The report, released earlier this week, was drafted by consultants Dixon Resources Unlimited at the behest of Los Angeles City Council District 4, amid complaints from local residents who would like to see public access to the site restricted. Homeowners in the areas surrounding the sign have complained of higher rates of traffic over recent years, as the sign’s popularity has boomed in the fitness-crazed Instagram age. The sign itself is not formally recognized as a public space, but many people access the grounds via a network of public hiking trails throughout Griffith Park. The sign—visible from across the region and perhaps best seen in sequence, coming in and out of view from twisty Mulholland Drive—is widely photographed from within surrounding neighborhoods, creating traffic and endangering pedestrians.
In 2017, the city closed the popular Beachwood Canyon trailhead that leads to the sign, due to neighborhood outcry. Although vehicular access has been maintained to the trailhead, hikers and sign watchers traveling on foot are now instructed to use alternative entrances to the park. Still, however, demand to reach the site is ever-increasing and the City is searching for potential solutions that benefit both sides.
The report recommends 29 potential fixes. Many of the proposed solutions involve instituting common sense improvements like additional wayfinding and pedestrian-friendly designs. Other potential solutions, like increasing parking fines and blocking views of the sign from residential streets using new plantings, are directly aimed at making it more difficult to see or access the sign at all. Several suggestions, however, stand out as more highly visible initiatives that would represent substantial investments in public infrastructure while also re-tooling the Hollywood sign’s significance in the city’s urban imaginary as a physical place rather than simply something to observe from afar.

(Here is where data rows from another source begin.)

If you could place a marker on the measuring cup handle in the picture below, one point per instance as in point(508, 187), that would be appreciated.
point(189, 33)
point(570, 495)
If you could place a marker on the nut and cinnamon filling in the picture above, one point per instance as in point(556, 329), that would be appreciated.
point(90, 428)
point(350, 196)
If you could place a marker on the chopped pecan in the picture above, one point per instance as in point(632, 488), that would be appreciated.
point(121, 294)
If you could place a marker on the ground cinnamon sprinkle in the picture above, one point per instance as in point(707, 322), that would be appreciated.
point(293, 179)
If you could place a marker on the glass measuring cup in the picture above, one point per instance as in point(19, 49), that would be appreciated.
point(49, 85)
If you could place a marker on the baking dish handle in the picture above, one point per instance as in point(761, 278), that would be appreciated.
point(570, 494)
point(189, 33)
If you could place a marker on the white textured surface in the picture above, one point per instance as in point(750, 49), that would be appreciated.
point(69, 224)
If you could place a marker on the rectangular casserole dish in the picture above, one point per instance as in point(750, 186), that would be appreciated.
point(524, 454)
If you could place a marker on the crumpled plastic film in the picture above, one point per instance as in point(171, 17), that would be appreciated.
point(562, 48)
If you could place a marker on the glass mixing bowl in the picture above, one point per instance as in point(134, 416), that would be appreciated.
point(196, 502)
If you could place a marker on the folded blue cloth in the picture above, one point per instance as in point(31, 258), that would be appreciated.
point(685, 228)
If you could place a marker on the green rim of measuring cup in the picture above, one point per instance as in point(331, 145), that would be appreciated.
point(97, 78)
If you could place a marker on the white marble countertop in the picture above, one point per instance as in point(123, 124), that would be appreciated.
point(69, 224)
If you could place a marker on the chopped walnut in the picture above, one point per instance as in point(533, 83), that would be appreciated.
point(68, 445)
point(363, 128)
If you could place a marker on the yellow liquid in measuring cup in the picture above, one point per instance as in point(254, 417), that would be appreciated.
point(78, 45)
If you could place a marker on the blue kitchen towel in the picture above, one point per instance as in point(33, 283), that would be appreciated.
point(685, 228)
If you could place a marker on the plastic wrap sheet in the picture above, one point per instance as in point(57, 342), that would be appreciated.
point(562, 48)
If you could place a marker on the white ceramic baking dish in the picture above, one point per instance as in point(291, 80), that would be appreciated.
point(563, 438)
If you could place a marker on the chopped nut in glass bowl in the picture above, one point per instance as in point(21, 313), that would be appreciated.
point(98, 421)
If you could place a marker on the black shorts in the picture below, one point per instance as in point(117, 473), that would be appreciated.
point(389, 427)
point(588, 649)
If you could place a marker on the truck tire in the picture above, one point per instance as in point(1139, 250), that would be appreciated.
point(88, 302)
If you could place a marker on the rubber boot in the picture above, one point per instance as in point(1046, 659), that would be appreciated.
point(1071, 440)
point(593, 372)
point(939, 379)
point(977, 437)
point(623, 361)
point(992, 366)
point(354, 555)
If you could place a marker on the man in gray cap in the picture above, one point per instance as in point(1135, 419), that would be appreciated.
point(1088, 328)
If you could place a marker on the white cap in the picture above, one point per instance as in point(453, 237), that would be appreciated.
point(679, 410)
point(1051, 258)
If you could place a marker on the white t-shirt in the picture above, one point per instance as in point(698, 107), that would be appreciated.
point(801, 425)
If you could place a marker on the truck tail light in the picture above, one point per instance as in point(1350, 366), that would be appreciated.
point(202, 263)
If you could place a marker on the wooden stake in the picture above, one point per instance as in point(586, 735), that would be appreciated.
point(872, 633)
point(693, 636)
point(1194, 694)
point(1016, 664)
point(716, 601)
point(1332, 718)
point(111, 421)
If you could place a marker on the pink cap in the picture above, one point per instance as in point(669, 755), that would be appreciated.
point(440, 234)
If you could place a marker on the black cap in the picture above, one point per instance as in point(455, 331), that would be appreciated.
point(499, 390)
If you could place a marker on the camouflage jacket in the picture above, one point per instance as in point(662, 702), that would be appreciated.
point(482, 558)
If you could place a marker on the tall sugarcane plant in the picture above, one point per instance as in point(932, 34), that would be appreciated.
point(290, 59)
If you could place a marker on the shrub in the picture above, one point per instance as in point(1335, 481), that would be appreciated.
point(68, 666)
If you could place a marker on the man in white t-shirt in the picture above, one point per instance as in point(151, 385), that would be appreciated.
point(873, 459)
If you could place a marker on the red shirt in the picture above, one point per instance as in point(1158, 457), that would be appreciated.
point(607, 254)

Among the larger-scale potential solutions in the report, perhaps most radical is the notion of creating a second Hollywood sign along the northern slope of the Hollywood Hills overlooking the San Fernando Valley. The duplicate sign, the report contends, could “spread out the impact of photo-seekers to both sides of the park.”
The report also suggests the potential of adding more than one replica, as well as several ideas for creating a visitor center, viewing platform, transportation terminal, and even a network of gondolas to reach the sign.
For now, the recommendations will be taken under consideration; a timeline for the final selection of actionable concepts and their implementation has not been released.